Je suis quelqu’un qui n’a pas énormément exposé dans sa vie et, quand il y en a eu l’occasion ces dernières années, j’avais toujours confié le commissariat à d’autres gens. Exceptionnellement cette année, il y a eu deux expositions coup sur coup avec de la superficie et donc la possibilité d’avoir de l’ambition, ce qui fait que je me suis dit que j’allais essayer de les écrire. C’est une expérience intéressante que je n’avais jamais faite. Je serai content de retourner à mes affaires courantes dès le mois prochain mais j’ai eu une parenthèse de six mois pendant laquelle j’ai beaucoup réfléchit à ces expositions. Ça pose toute sorte de questions dont je n’ai pas l’habitude et qui m’ont appris des choses. Ça reste une expérience narrative. Pour une exposition qui intéresse la bande dessinée et d’autres arts de l’image, je trouve que ça vaut le coup de les écrire, de les scénariser presque, de manière à ce que, dès l’entrée, le visiteur se sente attendu, pris en charge, provoqué dans sa compréhension, invité à se pencher sur tel ou tel aspect du travail, sollicité dans ses réponses.
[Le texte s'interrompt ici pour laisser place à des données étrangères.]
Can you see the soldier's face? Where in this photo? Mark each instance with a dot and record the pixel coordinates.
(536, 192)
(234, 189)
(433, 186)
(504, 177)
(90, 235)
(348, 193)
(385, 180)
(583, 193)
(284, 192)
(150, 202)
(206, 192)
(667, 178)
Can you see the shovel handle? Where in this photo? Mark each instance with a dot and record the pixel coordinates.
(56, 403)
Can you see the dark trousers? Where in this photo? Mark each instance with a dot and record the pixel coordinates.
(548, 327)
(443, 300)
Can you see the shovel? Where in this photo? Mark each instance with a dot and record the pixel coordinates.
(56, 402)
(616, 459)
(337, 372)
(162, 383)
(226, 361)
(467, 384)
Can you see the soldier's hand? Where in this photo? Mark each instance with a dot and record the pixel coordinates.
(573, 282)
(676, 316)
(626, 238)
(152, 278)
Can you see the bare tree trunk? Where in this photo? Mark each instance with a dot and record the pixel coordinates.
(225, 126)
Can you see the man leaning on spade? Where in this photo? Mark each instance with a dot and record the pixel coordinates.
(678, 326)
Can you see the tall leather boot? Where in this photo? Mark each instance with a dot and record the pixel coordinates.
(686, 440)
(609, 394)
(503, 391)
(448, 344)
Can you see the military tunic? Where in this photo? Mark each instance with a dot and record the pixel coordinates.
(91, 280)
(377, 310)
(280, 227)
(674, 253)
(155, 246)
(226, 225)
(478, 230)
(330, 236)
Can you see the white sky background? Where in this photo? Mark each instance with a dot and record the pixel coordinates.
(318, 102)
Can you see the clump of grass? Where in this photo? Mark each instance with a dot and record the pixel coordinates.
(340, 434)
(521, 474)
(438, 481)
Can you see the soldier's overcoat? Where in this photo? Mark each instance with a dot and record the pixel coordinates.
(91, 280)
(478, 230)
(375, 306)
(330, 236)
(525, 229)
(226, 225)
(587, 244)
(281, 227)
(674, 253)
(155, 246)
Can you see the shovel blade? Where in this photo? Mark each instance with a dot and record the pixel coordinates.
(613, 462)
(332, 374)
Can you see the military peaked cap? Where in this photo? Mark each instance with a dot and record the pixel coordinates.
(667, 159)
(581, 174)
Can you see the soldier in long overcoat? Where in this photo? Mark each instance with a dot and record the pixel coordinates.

L'exposition s'ouvre donc sur les travaux d'observation que l'auteur accumule depuis plusieurs décennies maintenant. En ville, mais plus souvent en pleine nature, Guibert ne sort jamais sans ses cahiers et ses crayons pour croquer des moments de vie, des détails anodins. "Le croquis n’existe pas, c’est la trace qui reste d’un moment où on a regardé quelque chose. C’est à cela qu’il sert", expliquait-il à Gilles Ciment en 2002. En découle une impressionnante oeuvre foisonnante, éclatante de couleurs et d'espaces libres. "Herborisons" nous intime Guibert dans l'intitulé de cette salle introductive de l'exposition.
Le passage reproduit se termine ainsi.